Disclosure of Fiscal Risks of Financial Intervention Needed
A new staff note from the International Monetary Fund says countries should do more to disclose and quantify the risks of government interventions into financial markets.
The note, Disclosing Fiscal Risks in the Post-Crisis World, which is not official IMF policy,” discusses appropriate methods for disclosing fiscal risks from exogenous shocks and the realization of explicit or implicit contingent obligations of the government.” In essence it argues that outcomes often deviate from what was intended when the intevention was made, but that this fact is often reflected in projections.
Its key recommendation is that countries should regularly prepare and publish a statement of fiscal risks, ideally accompanying annual budget documents, and including the different types of risks related to already-announced public interventions in support of the financial sector.
It provides an example of how this might be done:
Consider a country that experiences a financial crisis in year t, with the government’s interventions in support of the financial system leading to a large increase in direct liabilities, and the value of earlier outstanding debt and explicit guarantees (contingent liabilities) also increasing sharply due to valuation effects (e.g., because of an exchange rate depreciation). In this example, the debt-to-GDP ratio rises to 100 percent in year t. As a result, the government undertakes fiscal consolidation over the subsequent years.

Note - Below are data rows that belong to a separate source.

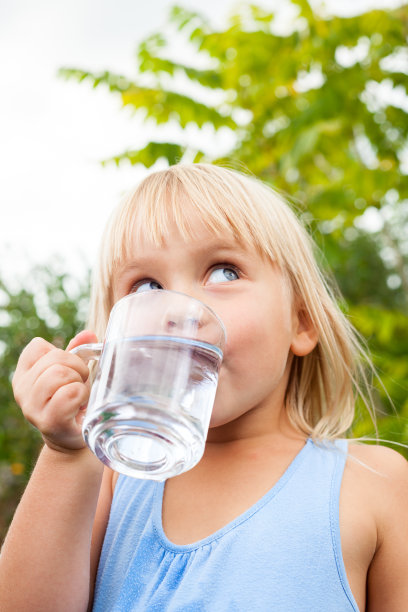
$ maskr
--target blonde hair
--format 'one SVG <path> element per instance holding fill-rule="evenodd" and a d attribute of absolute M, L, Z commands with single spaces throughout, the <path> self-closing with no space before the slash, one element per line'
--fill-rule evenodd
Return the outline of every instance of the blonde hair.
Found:
<path fill-rule="evenodd" d="M 112 279 L 132 242 L 143 235 L 162 244 L 172 219 L 182 236 L 194 237 L 192 209 L 211 231 L 232 231 L 288 278 L 297 308 L 318 333 L 310 354 L 294 356 L 286 392 L 288 416 L 316 440 L 343 436 L 352 425 L 357 395 L 369 397 L 363 366 L 367 356 L 319 270 L 307 231 L 280 195 L 251 176 L 211 164 L 179 164 L 150 174 L 129 193 L 102 238 L 90 328 L 103 337 L 113 306 Z"/>

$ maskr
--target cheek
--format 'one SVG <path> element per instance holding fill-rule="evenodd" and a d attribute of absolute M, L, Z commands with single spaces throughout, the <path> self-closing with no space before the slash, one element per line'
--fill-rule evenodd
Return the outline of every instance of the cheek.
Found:
<path fill-rule="evenodd" d="M 241 309 L 225 317 L 227 345 L 224 351 L 226 369 L 242 369 L 254 374 L 260 370 L 284 365 L 292 341 L 290 314 L 264 304 Z"/>

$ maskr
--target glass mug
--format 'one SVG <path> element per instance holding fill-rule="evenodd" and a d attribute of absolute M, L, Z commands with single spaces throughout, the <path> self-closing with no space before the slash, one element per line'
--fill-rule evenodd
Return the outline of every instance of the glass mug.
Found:
<path fill-rule="evenodd" d="M 217 315 L 162 289 L 112 308 L 103 344 L 71 350 L 98 360 L 82 432 L 117 472 L 165 480 L 201 459 L 225 345 Z"/>

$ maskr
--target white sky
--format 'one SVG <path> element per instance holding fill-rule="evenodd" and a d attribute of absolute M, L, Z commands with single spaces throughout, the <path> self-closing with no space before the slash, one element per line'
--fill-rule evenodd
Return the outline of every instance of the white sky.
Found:
<path fill-rule="evenodd" d="M 137 43 L 160 29 L 175 3 L 220 24 L 237 4 L 0 0 L 0 277 L 21 279 L 34 263 L 58 257 L 74 274 L 92 264 L 110 210 L 146 172 L 102 168 L 99 160 L 142 146 L 149 134 L 116 96 L 64 81 L 57 71 L 75 66 L 134 76 Z M 341 2 L 344 12 L 397 4 Z"/>

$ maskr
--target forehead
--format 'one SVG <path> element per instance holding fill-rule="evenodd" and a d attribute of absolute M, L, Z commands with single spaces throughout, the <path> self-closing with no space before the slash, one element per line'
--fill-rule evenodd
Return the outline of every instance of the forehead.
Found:
<path fill-rule="evenodd" d="M 192 228 L 188 234 L 180 230 L 172 220 L 160 241 L 152 236 L 137 233 L 128 245 L 126 257 L 118 266 L 119 270 L 166 259 L 172 255 L 184 258 L 203 258 L 228 256 L 254 252 L 254 247 L 239 240 L 232 230 L 215 232 L 199 218 L 191 218 Z"/>

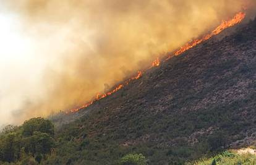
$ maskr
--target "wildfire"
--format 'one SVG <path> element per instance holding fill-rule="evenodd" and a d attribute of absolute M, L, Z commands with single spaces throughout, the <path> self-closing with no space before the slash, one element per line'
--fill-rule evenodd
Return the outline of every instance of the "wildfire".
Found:
<path fill-rule="evenodd" d="M 128 80 L 127 80 L 124 84 L 128 85 L 132 80 L 137 80 L 140 78 L 142 76 L 142 71 L 139 71 L 138 74 L 136 76 L 133 77 L 132 78 L 130 78 L 130 79 L 129 79 Z M 93 99 L 91 101 L 90 101 L 88 103 L 86 103 L 85 104 L 83 104 L 82 106 L 81 106 L 79 108 L 74 108 L 72 109 L 70 109 L 69 111 L 68 111 L 67 112 L 66 112 L 66 114 L 69 114 L 70 112 L 77 112 L 78 111 L 79 111 L 80 109 L 82 109 L 82 108 L 85 108 L 88 107 L 89 106 L 92 105 L 92 104 L 93 104 L 95 101 L 101 99 L 102 98 L 106 98 L 106 96 L 111 95 L 112 94 L 113 94 L 114 93 L 117 91 L 118 90 L 119 90 L 120 89 L 124 88 L 124 85 L 123 84 L 120 84 L 117 87 L 116 87 L 115 88 L 114 88 L 113 90 L 111 90 L 111 91 L 109 91 L 108 93 L 98 93 L 95 98 L 94 99 Z"/>
<path fill-rule="evenodd" d="M 178 56 L 178 55 L 182 54 L 182 53 L 186 51 L 187 50 L 188 50 L 188 49 L 194 47 L 195 46 L 202 43 L 203 41 L 206 41 L 206 40 L 211 38 L 213 36 L 219 34 L 220 32 L 221 32 L 224 30 L 240 23 L 245 18 L 245 13 L 239 12 L 239 13 L 237 13 L 237 14 L 236 14 L 236 15 L 232 19 L 231 19 L 229 20 L 223 20 L 220 26 L 218 26 L 216 28 L 215 28 L 213 32 L 211 32 L 211 33 L 210 34 L 208 34 L 207 35 L 205 35 L 201 39 L 195 40 L 192 42 L 187 43 L 184 46 L 182 46 L 179 50 L 175 51 L 174 53 L 174 56 Z M 167 58 L 166 60 L 170 59 L 171 57 L 172 56 L 169 56 Z M 159 58 L 157 58 L 154 61 L 153 61 L 152 64 L 151 64 L 151 67 L 150 68 L 151 68 L 153 67 L 158 66 L 160 65 L 160 61 L 159 60 Z M 128 85 L 131 81 L 132 81 L 134 80 L 137 80 L 137 79 L 140 78 L 142 77 L 142 74 L 143 74 L 143 72 L 142 71 L 139 71 L 138 74 L 136 76 L 130 78 L 128 80 L 125 82 L 125 83 L 124 84 Z M 93 104 L 95 101 L 96 101 L 99 99 L 101 99 L 102 98 L 105 98 L 105 97 L 106 97 L 109 95 L 111 95 L 113 94 L 114 93 L 116 92 L 122 88 L 124 87 L 124 85 L 120 84 L 117 87 L 116 87 L 113 90 L 111 90 L 111 91 L 109 91 L 108 93 L 103 93 L 103 94 L 98 93 L 96 95 L 95 98 L 93 99 L 89 103 L 88 103 L 85 104 L 83 104 L 83 105 L 81 106 L 80 107 L 78 108 L 75 108 L 75 109 L 72 109 L 71 110 L 69 110 L 69 111 L 66 112 L 66 113 L 68 114 L 69 112 L 74 112 L 79 111 L 80 109 L 81 109 L 82 108 L 87 108 L 88 106 L 89 106 L 91 104 Z"/>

At the same time, the government’s claims also increase. In this example, the government takes ownership stakes in, and obtains claims on, some financial sector institutions, opening the way for future privatization gains and asset recovery.
Given the uncertainty over the future realization of assets, it is useful to compare different scenarios for the path of gross public debt (see figure). Different scenarios can be run assuming different asset
recovery rates, returns from privatization, and realization of contingent liabilities. All should
be compared to a baseline scenario. In this example, the debt stock could vary between
65 percent of GDP and 85 percent of GDP at the end of a five-year period.
- The baseline scenario assumes no immediate privatization, and a partial realization of other claims. Public debt falls as a share of GDP, reflecting fiscal effort and asset recovery.
- Under a “no asset recovery” scenario, public-debt-to-GDP ratio declines solely as a result of fiscal consolidation. This scenario also includes the realization of a small contingent liability in 2011.
- An intermediate scenario assumes that recovery of assets is only half of that under the baseline scenario.
- A “positive” scenario assumes that in addition to the baseline recovery rates, the banks are gradually, but fully, privatized over the five-year period.